The Chancellors (2): David Lloyd George

David_Lloyd_George_c1911David Lloyd George, 1908-15

Liberal (under Asquith)

The greatest 20th century chancellor? Lloyd George came from a solidly lower middle class background. Having lost his father in infancy, his uncle became the key influence in his life: Uncle Lloyd gave his nephew his radical Baptist tradition and Liberal politics. In 1886, he nearly went over to Joseph Chamberlain’s Liberal Unionists, though in the end remained with Gladstone: the political mutability and unease with Home Rule would remain. As it was, he made his name as an old-fashioned radical Liberal, supporting the disestablishment of the Church of Wales and opposing Boer War imperialism. And he was a brilliant orator. As such, he had made himself into a rising star just as the Liberals returned to power and won a landslide in 1906. Lloyd George went to the Board of Trade: he would be in high office for the next 16 years.

When Asquith was on the verge of number ten, he had wanted to keep the job of chancellor himself; in fact, he and Lloyd George turned out to be one of the great political partnerships of the century.
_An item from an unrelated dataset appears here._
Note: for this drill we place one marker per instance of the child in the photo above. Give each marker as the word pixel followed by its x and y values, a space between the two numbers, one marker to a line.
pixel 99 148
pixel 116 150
Lloyd George had become a new Liberal reformer at the Board of Trade, he visited Germany to learn from the welfare system created by Bismarck and he also got the credit for pensions (‘God bless Lloyd George’, pensioners were have reported to have said, claiming their money at the post office). As ever with Lloyd George, political manoeuvre was never far from the surface. Both elements (along with the need to respond to Germany’s naval expansionism) were present in the defining moment of his chancellorship: the People’s Budget of 1909. To pay for it all he proposed new taxes (including upon landed estates) and a supertax on incomes of over £5,000 per annum: Britain’s first progressive tax system. Constitutional convention dictated that the House of Lords did not veto a money bill. The Tory House of Lords did, and a constitutional crisis ensued. Lloyd George led an impassioned national campaign, and his magnificent oratory was never more incisive:

The House of Lords is not the watchdog of the constitution; it is Mr Balfour’s poodle.

A fully equipped duke costs as much to keep up as two Dreadnoughts, and dukes are just as great a terror, and they last longer.

[The Lords were] five hundred men, ordinary men, chosen accidentally from among the unemployed.

Two general elections followed, and the Parliament Act of 1911 saw the powers of the Lords curtailed. In private, he and the Tory leader Balfour got on rather well, and Lloyd George was one of those mooting the idea of a coalition in 1910 (an idea he would return to). Once more, the political mutability that would see him accused of having ‘no fixed abode’ was in evidence. At this time, Lloyd George also came under the influence of reformers such as Christopher Addison, and in 1911 he piloted the National Insurance Acts through the Commons in the teeth of bitter opposition. Though he looked to introduce further land taxes and raise income tax and super tax in 1914, as one of the key figures in the government he was much taken up with the Irish Home Rule crisis and then with the war (his support for the war did much to hold the Liberals together in 1914).

He survived the Marconi scandal, in which he and others had made a ready sum thanks to some insider trading in Marconi shares. His private life remained unconventional: Kitchener famously quipped that he didn’t tell the cabinet military secrets in case they told their wives or, in the case of Lloyd George, somebody else’s wife.  Come the war, his move to the new ministry of munitions might well be the only time when a move from number 11 to anywhere other than number ten was a promotion: he was the pivotal figure in the new coalition government. He is one of ten chancellors since 1900 to have gone on to be prime minister (one of 12 to go on to be party leader). As chancellor, he would transform the post, giving it a political and economic reach far beyond that of his predecessors; he would not have anything like an equal at least until Neville Chamberlain. As prime minister, he would lead Britain to victory, transform the way Britain was governed and break the Liberal Party in the process: but that, as they say, is another story.